Greens move to halt BHP Olympic Dam extension

The Greens have announced they will move to stop any extension on the Olympic Dam Expansion Indenture Agreement after the South Australian Government granted BHP Billiton four more years to finalise the project.

The Greens have announced they will move to stop any extension on the Olympic Dam Expansion Indenture Agreement after the South Australian Government granted BHP Billiton four more years to finalise the project.

As Australian Mining reported yesterday, the government granted the miner a four year extension to October 2016, so it can invest more time to plan its Olympic Dam expansion plans.

Greens leader Mark Parnell questioned the government’s decision asking why BHP were given "four more years for a dud project?"

“Instead of again meekly accepting whatever the world’s richest resource company wants, the Government should seize the opportunity to start renegotiating terms to expand local procurement, increase royalty returns and improve environmental outcomes,” Parnell said in a statement.

Parnell accused the company of ‘moving further and further way from job-rich local processing’  and wants to see a final contract for the expansion when BHP Billiton can guarantee the project will begin.

“Surely it would be better to finalise the Olympic Dam Expansion contract with BHP Billiton when the project is actually guaranteed to begin? 

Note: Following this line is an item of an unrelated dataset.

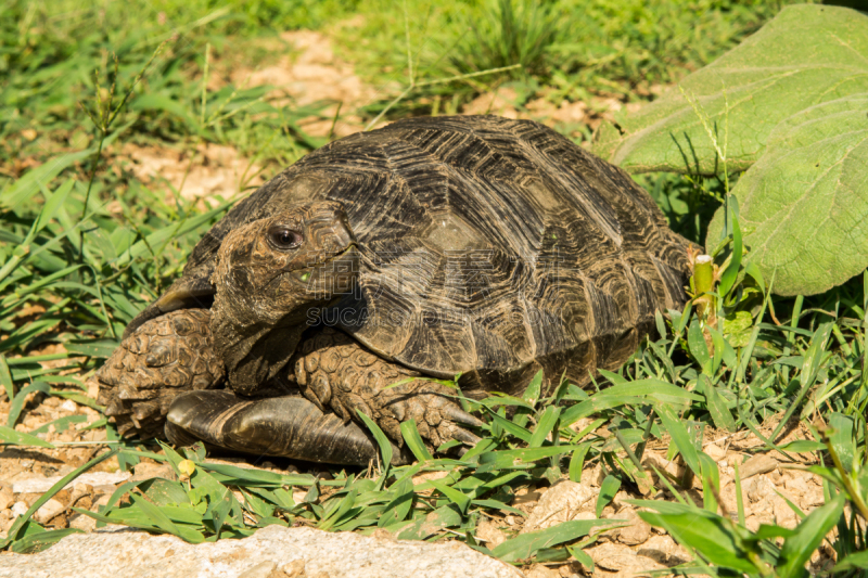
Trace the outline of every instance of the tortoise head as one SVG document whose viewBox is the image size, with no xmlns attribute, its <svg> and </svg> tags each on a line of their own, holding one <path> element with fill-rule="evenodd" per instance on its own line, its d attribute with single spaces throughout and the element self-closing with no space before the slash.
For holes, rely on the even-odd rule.
<svg viewBox="0 0 868 578">
<path fill-rule="evenodd" d="M 210 277 L 212 333 L 229 383 L 251 393 L 286 364 L 308 314 L 350 293 L 358 252 L 340 203 L 317 202 L 240 227 Z"/>
</svg>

“That will ensure royalty rates, local processing and procurement targets and environmental conditions are based on the expectations, rules and operating conditions of the day, not locked in years ahead,” he said.

In announcing the extension yesterday, BHP CEO Marius Kloppers said that while the company was eager to approve the redevelopment of Olympic Dam, he could not guarantee it.

"We can unfortunately make no commitment, “he said.

BHP cancelled its $US20 billion expansion plans in August, blaming weak commodity prices and rising costs.
In announcing the cutback BHP said it was looking at a different plan "involving new technologies" to make the project cheaper.

BHP Billiton has agreed to spend $650 million during the next research phase of the project, $110 million of which has been earmarked for community-related activities.